# Update Sister



## cmzaha (Apr 26, 2019)

Here is hoping for some good Karma today, and I need a lot of it 

My Attorney is calling my sister and see if she will agree to return how we were taking care of mom and updating all accounts so I have access to monitor my mom's accounts. Otherwise he is going to inform her that we are all set to go to court for conservatorship, which I honestly do not want so he is going to explain how it is going to work with a third party conservator. My attorney said that she is not going to qualify for conversatorship. What she does not count on is the fact I will let it go to a third party and she is counting on mom's estate to live and hold on to her house. It will be the third party that eats up the entire estate. I am doubting she will answer her phone since she has become so arrogant and thinks she has won everything. We shall see... He is also going to tell her to drop the Order of Protection, that would save me a couple thousand. 
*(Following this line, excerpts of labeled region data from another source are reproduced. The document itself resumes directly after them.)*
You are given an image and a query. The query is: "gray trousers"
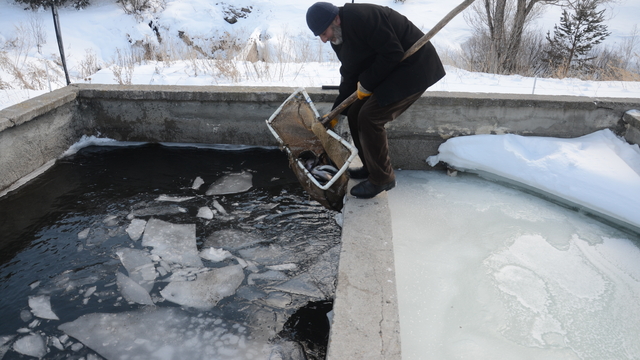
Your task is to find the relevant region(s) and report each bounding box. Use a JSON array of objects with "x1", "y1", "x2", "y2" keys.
[{"x1": 347, "y1": 91, "x2": 424, "y2": 185}]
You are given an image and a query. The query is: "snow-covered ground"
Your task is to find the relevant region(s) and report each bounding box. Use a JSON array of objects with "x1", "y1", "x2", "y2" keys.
[
  {"x1": 0, "y1": 0, "x2": 640, "y2": 109},
  {"x1": 0, "y1": 0, "x2": 640, "y2": 359}
]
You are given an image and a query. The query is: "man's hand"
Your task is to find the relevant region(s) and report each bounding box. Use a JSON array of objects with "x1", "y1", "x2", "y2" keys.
[{"x1": 356, "y1": 81, "x2": 373, "y2": 100}]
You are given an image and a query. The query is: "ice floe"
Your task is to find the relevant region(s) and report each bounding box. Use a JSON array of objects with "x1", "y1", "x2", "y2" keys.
[
  {"x1": 200, "y1": 247, "x2": 233, "y2": 262},
  {"x1": 196, "y1": 206, "x2": 213, "y2": 220},
  {"x1": 59, "y1": 307, "x2": 272, "y2": 360},
  {"x1": 142, "y1": 218, "x2": 203, "y2": 267},
  {"x1": 29, "y1": 295, "x2": 59, "y2": 320},
  {"x1": 160, "y1": 265, "x2": 244, "y2": 310},
  {"x1": 204, "y1": 229, "x2": 266, "y2": 251},
  {"x1": 206, "y1": 171, "x2": 253, "y2": 195},
  {"x1": 116, "y1": 248, "x2": 158, "y2": 291},
  {"x1": 125, "y1": 219, "x2": 147, "y2": 241},
  {"x1": 116, "y1": 272, "x2": 153, "y2": 305},
  {"x1": 13, "y1": 334, "x2": 47, "y2": 358}
]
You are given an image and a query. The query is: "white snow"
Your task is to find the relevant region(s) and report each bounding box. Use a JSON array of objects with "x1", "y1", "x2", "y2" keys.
[
  {"x1": 116, "y1": 272, "x2": 153, "y2": 305},
  {"x1": 427, "y1": 129, "x2": 640, "y2": 228},
  {"x1": 196, "y1": 206, "x2": 213, "y2": 220},
  {"x1": 206, "y1": 171, "x2": 253, "y2": 195},
  {"x1": 0, "y1": 0, "x2": 640, "y2": 109},
  {"x1": 388, "y1": 169, "x2": 640, "y2": 360},
  {"x1": 116, "y1": 248, "x2": 157, "y2": 292},
  {"x1": 200, "y1": 247, "x2": 233, "y2": 262},
  {"x1": 160, "y1": 265, "x2": 244, "y2": 310},
  {"x1": 126, "y1": 219, "x2": 147, "y2": 241},
  {"x1": 59, "y1": 307, "x2": 271, "y2": 360},
  {"x1": 142, "y1": 218, "x2": 202, "y2": 267},
  {"x1": 13, "y1": 334, "x2": 47, "y2": 358},
  {"x1": 29, "y1": 295, "x2": 59, "y2": 320}
]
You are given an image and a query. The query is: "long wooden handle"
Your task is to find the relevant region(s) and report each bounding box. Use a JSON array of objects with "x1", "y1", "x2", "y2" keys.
[{"x1": 320, "y1": 0, "x2": 475, "y2": 126}]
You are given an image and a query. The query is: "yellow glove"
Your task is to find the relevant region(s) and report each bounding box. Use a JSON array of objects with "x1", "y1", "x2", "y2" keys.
[{"x1": 356, "y1": 81, "x2": 373, "y2": 100}]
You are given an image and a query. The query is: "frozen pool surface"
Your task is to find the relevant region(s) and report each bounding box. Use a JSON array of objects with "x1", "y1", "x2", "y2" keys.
[
  {"x1": 0, "y1": 144, "x2": 340, "y2": 360},
  {"x1": 388, "y1": 171, "x2": 640, "y2": 360}
]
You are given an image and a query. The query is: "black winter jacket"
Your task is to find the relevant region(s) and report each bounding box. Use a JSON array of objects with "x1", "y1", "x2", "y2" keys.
[{"x1": 331, "y1": 4, "x2": 445, "y2": 107}]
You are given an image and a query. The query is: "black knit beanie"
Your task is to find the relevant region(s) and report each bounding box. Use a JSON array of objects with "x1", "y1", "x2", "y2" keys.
[{"x1": 307, "y1": 1, "x2": 338, "y2": 36}]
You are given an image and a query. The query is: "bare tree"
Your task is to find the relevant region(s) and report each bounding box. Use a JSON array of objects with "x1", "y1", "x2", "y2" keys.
[{"x1": 465, "y1": 0, "x2": 562, "y2": 74}]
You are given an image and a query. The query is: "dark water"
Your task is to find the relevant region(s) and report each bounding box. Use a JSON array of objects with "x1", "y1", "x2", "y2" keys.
[{"x1": 0, "y1": 144, "x2": 340, "y2": 359}]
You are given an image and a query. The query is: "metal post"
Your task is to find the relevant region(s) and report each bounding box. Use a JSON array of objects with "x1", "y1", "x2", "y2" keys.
[{"x1": 51, "y1": 1, "x2": 71, "y2": 85}]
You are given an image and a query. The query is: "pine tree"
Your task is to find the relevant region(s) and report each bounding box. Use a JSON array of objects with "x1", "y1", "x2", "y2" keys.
[{"x1": 545, "y1": 0, "x2": 611, "y2": 78}]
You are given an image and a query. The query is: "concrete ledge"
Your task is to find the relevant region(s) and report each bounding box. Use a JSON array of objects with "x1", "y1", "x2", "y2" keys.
[
  {"x1": 327, "y1": 181, "x2": 402, "y2": 360},
  {"x1": 622, "y1": 110, "x2": 640, "y2": 144},
  {"x1": 0, "y1": 86, "x2": 77, "y2": 132}
]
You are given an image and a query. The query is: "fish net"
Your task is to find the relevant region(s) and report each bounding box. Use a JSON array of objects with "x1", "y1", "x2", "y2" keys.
[{"x1": 267, "y1": 89, "x2": 357, "y2": 211}]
Last week she pulled a left turn in front of a car and wrecked mom's car on. Mom was in the car and of course it hit on mom's side. I guess she is okay, but they refused going to the hospital. Mom is on Coumadin and could have had internal injuries from the seat belt. I would have insisted she went to the hospital for observation, afterall she is 93.


----------



## shunt2011 (Apr 26, 2019)

Sending good mojo and prayers that things work out for you.   Maybe there is a little light at the end of this tunnel.


----------



## dibbles (Apr 26, 2019)

Crossing all fingers and toes that everything goes well.


----------



## cmzaha (Apr 26, 2019)

Thankyou Dibbles and Shari, I really hope it works.


----------



## IrishLass (Apr 26, 2019)

Praying all goes well on behalf of you and your mom!


IrishLass


----------



## Marilyn Norgart (Apr 26, 2019)

Good luck--I hope everything is finally going to settle


----------



## zanzalawi (Apr 26, 2019)

It’s a very reasonable solution for her- I really hope she takes it and ends this entire fiasco
So sad for all the stress and heartache  you’ve had


----------



## earlene (Apr 26, 2019)

My prayers are with your mom and you, dear Carolyn.


----------



## cmzaha (Apr 26, 2019)

Thankyou everyone. I am now sitting and waiting to hear back from my Attorney.


----------



## Steve85569 (Apr 29, 2019)

Prayers for you and yours from here.


----------



## cmzaha (Apr 29, 2019)

Thankyou everyone. She would not return my Attorneys call.


----------



## cmzaha (May 23, 2019)

She would work nothing out with my Attorney, so I finally made the decision, with help from my hubby, that I am going to file for conservatorship. This is going to get expensive 
She now moved her daughter's boyfriend, daughter and granddaughter into my mom's house.


----------



## dibbles (May 23, 2019)

Good luck with everything Carolyn. It seems that you really have no options.


----------



## cmzaha (May 23, 2019)

dibbles said:


> Good luck with everything Carolyn. It seems that you really have no options.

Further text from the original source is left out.